From a speech by William Voegeli at Hillsdale College on October 9, 2014:
The problem with liberalism may be that no one knows how to get the government to do the benevolent things liberals want it to do. Or it may be, at least in some cases, that it just isn’t possible for the government to bring about what liberals want it to accomplish. As the leading writers in The Public Interest began demonstrating almost 50 years ago, the intended, beneficial consequences of social policies are routinely overwhelmed by the unintended, harmful consequences they trigger. It may also be, as conservatives have long argued, that achieving liberal goals, no matter how humane they sound, requires kinds and degrees of government coercion fundamentally incompatible with a government created to secure citizens’ inalienable rights, and deriving its just powers from the consent of the governed.

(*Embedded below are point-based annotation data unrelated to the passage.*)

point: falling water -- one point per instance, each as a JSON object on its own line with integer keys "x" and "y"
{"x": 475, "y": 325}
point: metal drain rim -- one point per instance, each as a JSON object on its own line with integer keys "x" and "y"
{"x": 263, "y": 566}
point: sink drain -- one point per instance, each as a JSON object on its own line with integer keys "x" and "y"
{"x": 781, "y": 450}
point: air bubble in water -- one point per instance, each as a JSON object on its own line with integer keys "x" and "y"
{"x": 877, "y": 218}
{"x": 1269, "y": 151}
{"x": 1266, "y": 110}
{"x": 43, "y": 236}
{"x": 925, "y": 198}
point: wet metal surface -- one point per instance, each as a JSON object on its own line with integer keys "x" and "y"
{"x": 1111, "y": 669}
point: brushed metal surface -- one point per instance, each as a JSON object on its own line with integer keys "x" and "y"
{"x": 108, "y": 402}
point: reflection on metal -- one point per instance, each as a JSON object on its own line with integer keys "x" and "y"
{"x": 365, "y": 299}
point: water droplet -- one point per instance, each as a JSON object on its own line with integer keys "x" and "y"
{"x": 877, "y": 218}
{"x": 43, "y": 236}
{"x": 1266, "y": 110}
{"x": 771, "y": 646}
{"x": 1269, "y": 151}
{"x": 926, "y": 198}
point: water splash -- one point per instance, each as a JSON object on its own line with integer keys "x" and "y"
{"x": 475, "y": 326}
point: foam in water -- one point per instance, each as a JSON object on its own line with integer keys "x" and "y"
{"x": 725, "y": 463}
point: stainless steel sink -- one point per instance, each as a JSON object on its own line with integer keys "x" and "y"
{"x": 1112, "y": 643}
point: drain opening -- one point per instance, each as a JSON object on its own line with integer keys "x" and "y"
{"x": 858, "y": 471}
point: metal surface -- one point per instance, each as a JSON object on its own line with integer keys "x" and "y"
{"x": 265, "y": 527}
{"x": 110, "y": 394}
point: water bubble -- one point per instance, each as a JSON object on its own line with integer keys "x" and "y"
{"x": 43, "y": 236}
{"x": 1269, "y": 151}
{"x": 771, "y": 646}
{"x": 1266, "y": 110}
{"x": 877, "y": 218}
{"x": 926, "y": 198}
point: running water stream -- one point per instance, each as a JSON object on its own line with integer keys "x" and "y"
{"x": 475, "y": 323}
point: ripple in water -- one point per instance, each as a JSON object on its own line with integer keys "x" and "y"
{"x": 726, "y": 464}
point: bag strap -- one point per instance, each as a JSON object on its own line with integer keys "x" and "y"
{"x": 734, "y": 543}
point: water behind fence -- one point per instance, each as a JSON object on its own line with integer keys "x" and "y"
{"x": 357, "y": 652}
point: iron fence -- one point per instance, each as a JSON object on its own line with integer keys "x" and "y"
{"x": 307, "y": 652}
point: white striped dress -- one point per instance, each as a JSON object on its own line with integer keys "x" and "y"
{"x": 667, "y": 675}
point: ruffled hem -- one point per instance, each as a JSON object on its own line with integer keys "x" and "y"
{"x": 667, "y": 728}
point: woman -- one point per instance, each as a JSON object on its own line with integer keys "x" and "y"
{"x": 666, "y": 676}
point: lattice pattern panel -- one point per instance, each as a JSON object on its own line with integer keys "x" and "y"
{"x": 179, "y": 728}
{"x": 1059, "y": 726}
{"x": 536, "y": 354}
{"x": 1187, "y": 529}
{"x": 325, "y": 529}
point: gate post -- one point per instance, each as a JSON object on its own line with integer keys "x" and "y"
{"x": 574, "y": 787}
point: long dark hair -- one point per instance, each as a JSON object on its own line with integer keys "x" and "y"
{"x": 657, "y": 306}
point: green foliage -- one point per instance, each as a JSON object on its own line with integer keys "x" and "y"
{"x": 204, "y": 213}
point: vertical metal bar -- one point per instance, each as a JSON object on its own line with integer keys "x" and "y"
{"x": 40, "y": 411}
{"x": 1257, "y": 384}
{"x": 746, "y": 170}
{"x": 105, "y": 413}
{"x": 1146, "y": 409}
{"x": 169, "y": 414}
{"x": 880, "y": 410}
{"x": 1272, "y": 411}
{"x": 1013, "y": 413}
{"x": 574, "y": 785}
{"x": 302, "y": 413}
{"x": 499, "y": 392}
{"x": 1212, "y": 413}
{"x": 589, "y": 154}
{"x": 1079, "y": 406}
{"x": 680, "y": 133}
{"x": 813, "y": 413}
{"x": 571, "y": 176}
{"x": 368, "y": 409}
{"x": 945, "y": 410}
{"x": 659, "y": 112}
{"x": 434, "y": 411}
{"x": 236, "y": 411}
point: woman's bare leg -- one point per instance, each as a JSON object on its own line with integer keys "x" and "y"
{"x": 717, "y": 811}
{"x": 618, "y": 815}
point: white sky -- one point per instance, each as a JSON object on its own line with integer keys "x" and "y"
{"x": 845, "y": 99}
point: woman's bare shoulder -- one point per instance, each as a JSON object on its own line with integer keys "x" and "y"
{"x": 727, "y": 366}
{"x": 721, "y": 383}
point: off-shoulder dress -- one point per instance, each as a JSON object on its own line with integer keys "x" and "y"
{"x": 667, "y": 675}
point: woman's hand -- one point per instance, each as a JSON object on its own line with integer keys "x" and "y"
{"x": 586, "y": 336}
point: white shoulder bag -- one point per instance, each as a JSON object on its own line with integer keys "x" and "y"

I don’t reject any of those possibilities, or deny the evidence and logic adduced in support of each. But my assessment of how the liberal project has been justified in words, and rendered in deeds, leads me to a different explanation for why, under the auspices of liberal government, things have a way of turning out so badly. I conclude that the machinery created by the politics of kindness doesn’t work very well—in the sense of being economical, adaptable, and above all effective—because the liberals who build, operate, defend, and seek to expand this machine don’t really care whether it works very well and are, on balance, happier when it fails than when it succeeds.
Pious preening is just so satisfying.
Voegeli’s latest book is The Pity Party: A Mean-Spirited Diatribe Against Liberal Compassion.